A Reduced-order Model for Multiphase Simulation of Transient Inert Sprays

TL;DR

This paper introduces a fast, reduced-order model for inert spray simulations that significantly reduces computational costs, enabling efficient screening of new bio-hybrid fuels for advanced combustion systems.

Contribution

The paper develops an extended, computationally efficient reduced-order spray model incorporating breakup, evaporation, and droplet size distribution effects, validated against experimental data.

Findings

Model predicts spray trends across various conditions and fuels.

Computational cost reduced by up to 6 orders of magnitude.

Enables rapid screening of fuel candidates for combustion applications.

Abstract

In global efforts to reduce harmful greenhouse gas emissions from the transport sector, novel bio-hybrid liquid fuels from renewable energy and carbon sources can be a major form of energy for future propulsion systems due to their high energy density.
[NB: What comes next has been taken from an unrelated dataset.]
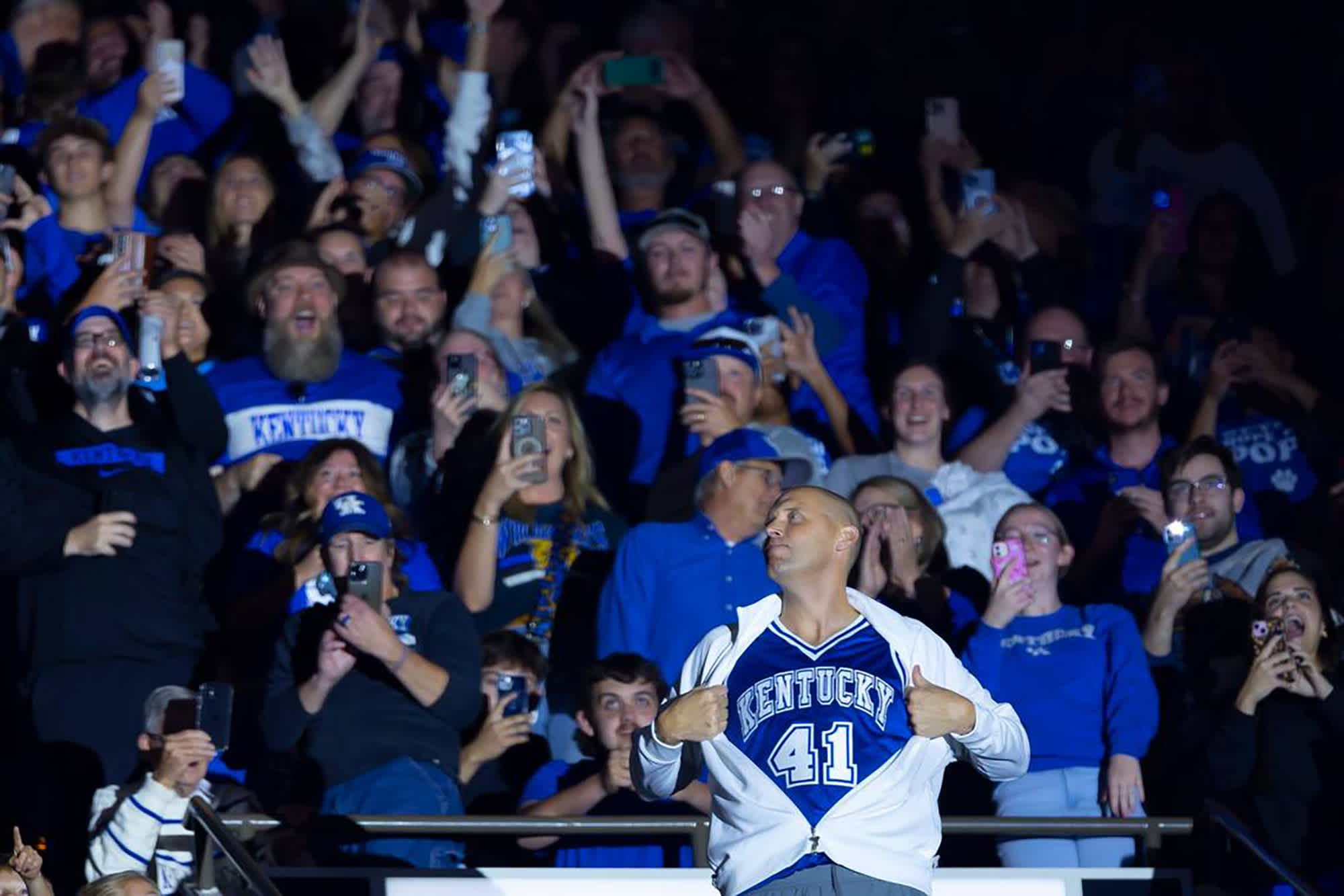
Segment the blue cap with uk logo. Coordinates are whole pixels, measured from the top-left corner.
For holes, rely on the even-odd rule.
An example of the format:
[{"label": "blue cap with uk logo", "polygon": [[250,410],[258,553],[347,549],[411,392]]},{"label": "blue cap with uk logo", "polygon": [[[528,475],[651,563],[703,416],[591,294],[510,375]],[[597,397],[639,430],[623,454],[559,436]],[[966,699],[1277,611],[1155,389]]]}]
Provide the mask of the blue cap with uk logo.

A fundamental understanding of the spray and mixing performance of the new fuel candidates in combustion systems is necessary to design and develop the fuels for advanced combustion concepts. In the fuel design process, a large number of candidates is required to be screened to arrive at potential fuels for further detailed investigations. For such a screening process, three-dimensional (3D) simulation models are computationally too expensive and hence unfeasible. Therefore, in this paper, we present a fast, reduced-order model (ROM) for inert sprays. The model is based on the cross-sectionally averaged spray (CAS) model derived by Wan (1997) from 3D multiphase equations. The original model was first tested against a wide range of conditions and different fuels. The discrepancies between the CAS model and experimental data are addressed by integrating state-of-the-art breakup and evaporation models. A transport equation for vapor mass fraction is proposed, which is important for evaporation modeling. Furthermore, the model is extended to consider polydisperse droplets by modeling the droplet size distribution by commonly used presumed probability density functions, such as Rosin-Rammler, lognormal, and gamma distributions. The improved CAS model is capable of predicting trends in the macroscopic spray characteristics for a wide range of conditions and fuels. The computational cost of the CAS model is lower than the 3D simulation methods by up to 6 orders of magnitude depending on the method. This enables the model to be used not only for the rapid screening of novel fuel candidates, but also for other applications, where ROMs are useful.